The US economy is expected to grow between 2.3 to 3.0 percent this year, and 3.0 to 3.5 percent in 2014, the US Federal Reserve said last month. The world's largest economy grew at a 3.1 percent annual rate in the third quarter. America's economy grew 2.2 percent in 2012, according to the International Monetary Fund. China, the world's second largest economy saw its economy slow last year to 7.8 percent from 9.2 percent in 2011. The Asian country's economy is projected to expand 8.2 percent this year, according to the IMF.

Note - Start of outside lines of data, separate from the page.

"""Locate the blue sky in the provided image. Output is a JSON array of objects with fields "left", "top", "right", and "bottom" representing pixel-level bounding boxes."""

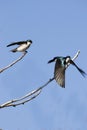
[{"left": 0, "top": 0, "right": 87, "bottom": 130}]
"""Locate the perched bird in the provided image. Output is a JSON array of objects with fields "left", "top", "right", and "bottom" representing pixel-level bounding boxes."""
[
  {"left": 48, "top": 56, "right": 86, "bottom": 88},
  {"left": 7, "top": 40, "right": 32, "bottom": 52}
]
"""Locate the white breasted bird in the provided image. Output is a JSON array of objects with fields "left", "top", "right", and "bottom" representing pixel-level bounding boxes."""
[
  {"left": 48, "top": 56, "right": 86, "bottom": 88},
  {"left": 7, "top": 40, "right": 32, "bottom": 53}
]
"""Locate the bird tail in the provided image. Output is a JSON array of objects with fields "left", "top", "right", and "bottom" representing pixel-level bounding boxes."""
[{"left": 11, "top": 48, "right": 17, "bottom": 53}]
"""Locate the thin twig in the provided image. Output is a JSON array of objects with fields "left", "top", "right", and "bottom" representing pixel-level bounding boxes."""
[
  {"left": 0, "top": 51, "right": 27, "bottom": 73},
  {"left": 0, "top": 89, "right": 41, "bottom": 108},
  {"left": 0, "top": 78, "right": 54, "bottom": 108},
  {"left": 0, "top": 50, "right": 80, "bottom": 108}
]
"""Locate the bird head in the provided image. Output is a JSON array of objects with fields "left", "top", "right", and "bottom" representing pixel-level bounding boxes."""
[{"left": 27, "top": 40, "right": 32, "bottom": 44}]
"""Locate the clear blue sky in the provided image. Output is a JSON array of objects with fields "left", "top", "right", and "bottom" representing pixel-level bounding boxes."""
[{"left": 0, "top": 0, "right": 87, "bottom": 130}]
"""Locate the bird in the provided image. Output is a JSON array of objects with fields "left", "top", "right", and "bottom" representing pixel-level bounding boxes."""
[
  {"left": 7, "top": 40, "right": 32, "bottom": 53},
  {"left": 48, "top": 56, "right": 86, "bottom": 88}
]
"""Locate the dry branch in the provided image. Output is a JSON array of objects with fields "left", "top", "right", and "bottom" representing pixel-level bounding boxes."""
[
  {"left": 0, "top": 78, "right": 54, "bottom": 108},
  {"left": 0, "top": 50, "right": 80, "bottom": 108},
  {"left": 0, "top": 51, "right": 27, "bottom": 73}
]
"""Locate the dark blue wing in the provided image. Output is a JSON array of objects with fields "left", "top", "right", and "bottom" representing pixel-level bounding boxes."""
[
  {"left": 7, "top": 41, "right": 26, "bottom": 47},
  {"left": 54, "top": 59, "right": 65, "bottom": 88}
]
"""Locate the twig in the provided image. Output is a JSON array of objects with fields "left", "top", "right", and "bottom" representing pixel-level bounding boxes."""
[
  {"left": 0, "top": 50, "right": 80, "bottom": 108},
  {"left": 0, "top": 51, "right": 27, "bottom": 73},
  {"left": 0, "top": 89, "right": 41, "bottom": 108},
  {"left": 0, "top": 78, "right": 54, "bottom": 108}
]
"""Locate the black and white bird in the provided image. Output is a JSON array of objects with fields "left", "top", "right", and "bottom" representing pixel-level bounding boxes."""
[
  {"left": 7, "top": 40, "right": 32, "bottom": 53},
  {"left": 48, "top": 56, "right": 86, "bottom": 88}
]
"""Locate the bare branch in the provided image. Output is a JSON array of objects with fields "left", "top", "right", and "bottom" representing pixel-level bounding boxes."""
[
  {"left": 0, "top": 78, "right": 54, "bottom": 108},
  {"left": 0, "top": 50, "right": 80, "bottom": 108},
  {"left": 0, "top": 51, "right": 27, "bottom": 73},
  {"left": 0, "top": 89, "right": 41, "bottom": 108}
]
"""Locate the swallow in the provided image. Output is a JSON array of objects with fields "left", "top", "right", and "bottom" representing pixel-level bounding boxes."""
[
  {"left": 7, "top": 40, "right": 32, "bottom": 52},
  {"left": 48, "top": 56, "right": 86, "bottom": 88}
]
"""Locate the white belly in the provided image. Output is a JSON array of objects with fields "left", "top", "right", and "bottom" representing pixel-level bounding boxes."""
[{"left": 17, "top": 44, "right": 30, "bottom": 52}]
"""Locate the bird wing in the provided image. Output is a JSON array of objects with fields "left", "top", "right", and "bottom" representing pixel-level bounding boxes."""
[
  {"left": 54, "top": 59, "right": 65, "bottom": 88},
  {"left": 70, "top": 60, "right": 87, "bottom": 77},
  {"left": 7, "top": 41, "right": 26, "bottom": 47}
]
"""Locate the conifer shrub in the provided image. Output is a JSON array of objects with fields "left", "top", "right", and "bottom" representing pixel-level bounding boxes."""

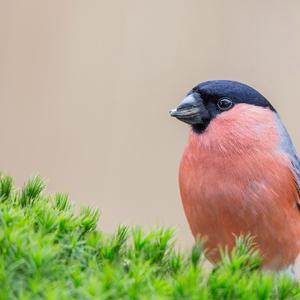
[{"left": 0, "top": 174, "right": 299, "bottom": 299}]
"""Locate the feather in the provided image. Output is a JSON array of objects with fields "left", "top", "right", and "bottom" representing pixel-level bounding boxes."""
[{"left": 275, "top": 113, "right": 300, "bottom": 203}]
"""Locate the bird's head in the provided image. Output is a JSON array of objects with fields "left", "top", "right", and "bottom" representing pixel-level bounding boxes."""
[{"left": 170, "top": 80, "right": 275, "bottom": 133}]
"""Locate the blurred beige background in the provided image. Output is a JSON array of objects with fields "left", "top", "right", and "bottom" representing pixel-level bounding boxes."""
[{"left": 1, "top": 0, "right": 300, "bottom": 248}]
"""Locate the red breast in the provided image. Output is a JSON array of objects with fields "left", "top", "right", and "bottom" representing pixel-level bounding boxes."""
[{"left": 179, "top": 104, "right": 300, "bottom": 270}]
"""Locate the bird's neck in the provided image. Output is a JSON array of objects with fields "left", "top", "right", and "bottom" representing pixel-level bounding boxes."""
[{"left": 188, "top": 104, "right": 279, "bottom": 156}]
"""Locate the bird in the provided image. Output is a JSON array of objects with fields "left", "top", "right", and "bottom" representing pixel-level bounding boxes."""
[{"left": 170, "top": 80, "right": 300, "bottom": 274}]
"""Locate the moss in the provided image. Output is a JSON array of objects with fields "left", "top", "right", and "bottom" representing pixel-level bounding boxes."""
[{"left": 0, "top": 174, "right": 298, "bottom": 299}]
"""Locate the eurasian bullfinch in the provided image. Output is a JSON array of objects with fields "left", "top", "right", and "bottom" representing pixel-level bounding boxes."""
[{"left": 170, "top": 80, "right": 300, "bottom": 273}]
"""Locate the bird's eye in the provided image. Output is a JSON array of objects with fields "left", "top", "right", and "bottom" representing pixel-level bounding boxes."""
[{"left": 217, "top": 98, "right": 233, "bottom": 111}]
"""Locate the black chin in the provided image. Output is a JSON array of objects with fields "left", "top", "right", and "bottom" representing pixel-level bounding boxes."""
[{"left": 192, "top": 121, "right": 210, "bottom": 134}]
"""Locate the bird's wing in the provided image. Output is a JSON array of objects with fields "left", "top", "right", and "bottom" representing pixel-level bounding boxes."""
[
  {"left": 275, "top": 114, "right": 300, "bottom": 196},
  {"left": 291, "top": 159, "right": 300, "bottom": 193}
]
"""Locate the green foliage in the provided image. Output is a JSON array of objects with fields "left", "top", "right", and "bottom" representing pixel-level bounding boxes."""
[{"left": 0, "top": 175, "right": 299, "bottom": 299}]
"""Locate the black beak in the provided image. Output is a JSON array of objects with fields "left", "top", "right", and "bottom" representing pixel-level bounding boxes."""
[{"left": 169, "top": 93, "right": 209, "bottom": 125}]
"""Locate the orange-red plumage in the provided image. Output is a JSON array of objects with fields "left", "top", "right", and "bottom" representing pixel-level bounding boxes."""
[{"left": 179, "top": 104, "right": 300, "bottom": 270}]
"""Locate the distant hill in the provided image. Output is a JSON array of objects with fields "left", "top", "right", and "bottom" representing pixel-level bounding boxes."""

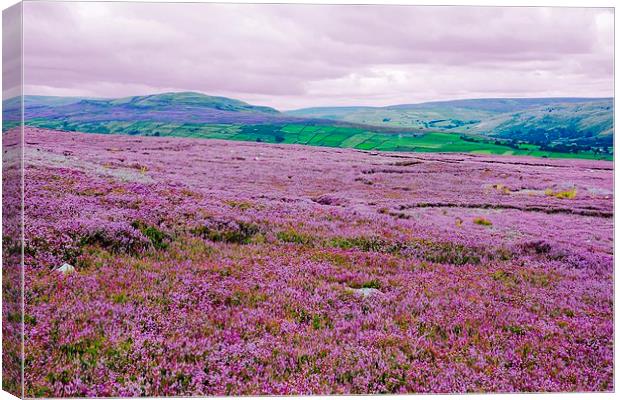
[
  {"left": 3, "top": 95, "right": 97, "bottom": 120},
  {"left": 3, "top": 95, "right": 100, "bottom": 110},
  {"left": 286, "top": 97, "right": 614, "bottom": 153},
  {"left": 3, "top": 92, "right": 279, "bottom": 114},
  {"left": 98, "top": 92, "right": 280, "bottom": 114},
  {"left": 2, "top": 92, "right": 612, "bottom": 160},
  {"left": 17, "top": 92, "right": 290, "bottom": 125},
  {"left": 451, "top": 101, "right": 613, "bottom": 149},
  {"left": 387, "top": 97, "right": 609, "bottom": 113},
  {"left": 286, "top": 106, "right": 376, "bottom": 120},
  {"left": 8, "top": 92, "right": 421, "bottom": 135}
]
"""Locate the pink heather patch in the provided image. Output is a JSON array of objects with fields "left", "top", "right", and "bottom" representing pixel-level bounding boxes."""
[{"left": 21, "top": 127, "right": 612, "bottom": 396}]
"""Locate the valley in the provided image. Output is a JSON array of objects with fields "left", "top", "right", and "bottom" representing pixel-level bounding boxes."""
[{"left": 4, "top": 92, "right": 613, "bottom": 160}]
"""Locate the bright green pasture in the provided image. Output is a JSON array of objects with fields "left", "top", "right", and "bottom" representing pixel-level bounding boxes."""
[{"left": 24, "top": 119, "right": 612, "bottom": 161}]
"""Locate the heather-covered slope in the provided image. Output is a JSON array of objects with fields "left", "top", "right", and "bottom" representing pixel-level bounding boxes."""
[{"left": 22, "top": 127, "right": 612, "bottom": 396}]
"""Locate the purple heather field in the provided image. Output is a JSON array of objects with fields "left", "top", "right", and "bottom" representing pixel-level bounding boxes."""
[{"left": 16, "top": 127, "right": 613, "bottom": 396}]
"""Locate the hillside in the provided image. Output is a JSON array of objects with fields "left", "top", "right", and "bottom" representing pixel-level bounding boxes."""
[
  {"left": 3, "top": 95, "right": 97, "bottom": 111},
  {"left": 21, "top": 127, "right": 614, "bottom": 395},
  {"left": 12, "top": 92, "right": 417, "bottom": 133},
  {"left": 20, "top": 92, "right": 292, "bottom": 125},
  {"left": 285, "top": 106, "right": 376, "bottom": 120},
  {"left": 388, "top": 97, "right": 608, "bottom": 112},
  {"left": 454, "top": 101, "right": 613, "bottom": 149},
  {"left": 287, "top": 98, "right": 614, "bottom": 153},
  {"left": 3, "top": 92, "right": 613, "bottom": 160},
  {"left": 99, "top": 91, "right": 280, "bottom": 114}
]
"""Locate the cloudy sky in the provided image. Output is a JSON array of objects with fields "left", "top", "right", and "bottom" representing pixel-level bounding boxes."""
[{"left": 22, "top": 2, "right": 614, "bottom": 110}]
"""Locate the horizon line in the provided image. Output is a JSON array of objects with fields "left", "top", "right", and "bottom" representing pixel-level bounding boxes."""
[{"left": 9, "top": 91, "right": 615, "bottom": 112}]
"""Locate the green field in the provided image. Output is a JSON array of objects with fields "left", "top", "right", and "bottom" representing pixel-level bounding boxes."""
[
  {"left": 23, "top": 119, "right": 613, "bottom": 160},
  {"left": 6, "top": 93, "right": 613, "bottom": 160},
  {"left": 287, "top": 98, "right": 614, "bottom": 156}
]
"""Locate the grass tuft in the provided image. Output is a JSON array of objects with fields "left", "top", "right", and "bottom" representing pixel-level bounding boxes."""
[
  {"left": 544, "top": 187, "right": 577, "bottom": 199},
  {"left": 473, "top": 217, "right": 493, "bottom": 226}
]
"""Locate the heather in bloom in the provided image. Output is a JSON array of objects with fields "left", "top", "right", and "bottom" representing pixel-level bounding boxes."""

Goodwood-based Rolls-Royce Motor Cars sold 3,575 globally last year, a record in annual sales in the company's 108 history and for the third year in a row. The Middle East market grew 26 percent annually with highest demand for bespoke content coming from the region. The region was best performing market globally in 2012 with the dealerships in Abu Dhabi and Saudi Arabia, among the top five best selling dealers around the world. The region is Rolls Royce's fastest growing market and larger than Europe, accounting for 20 percent of what's paid into the company's overall portfolio.
"We are not relying on one region only and for that reason we were able to overcompensate losses in certain countries of the world," said Mueller-Oetvoes. "For instance we have seen in some southern European markets a breakdown for us, some sluggish business due to the economy. But on the other side especially in the Middle East region we have seen fantastic business for us. On the one side that is due to an excellent performance of our dealer body down here but I must pay tribute here to the outstanding economic situation in Middle East markets which is fantastic."
Growth in Europe is expected to pick up by 0.2 percent this year after contracting 0.4 percent in 2012, according to IMF estimates. In the Middle East and North Africa, economic growth is projected to slow to 3.6 percent after expanding 5.3 percent in 2012.
Looking forward Mueller-Oetvoes expects 2013 to be another good year for the company as the company increases the number of dealerships around the world and looks to tap new markets in countries like Lebanon, Nigeria, Turkmenistan and Kazakhstan.
"I am cautiously optimistic that we should see also again a positive year for RR worldwide," said Mueller-Oetvoes.
"I'm very optimistic about the Middle East market, looking at economic data and how the region developed over the last couple of years I would think that we should see the same happen again here in 2013 for us, one of our major region's of the world," he added. "The Middle East market is extremely important for our bespoke business. There is literally no car any longer sold here not being bespoked."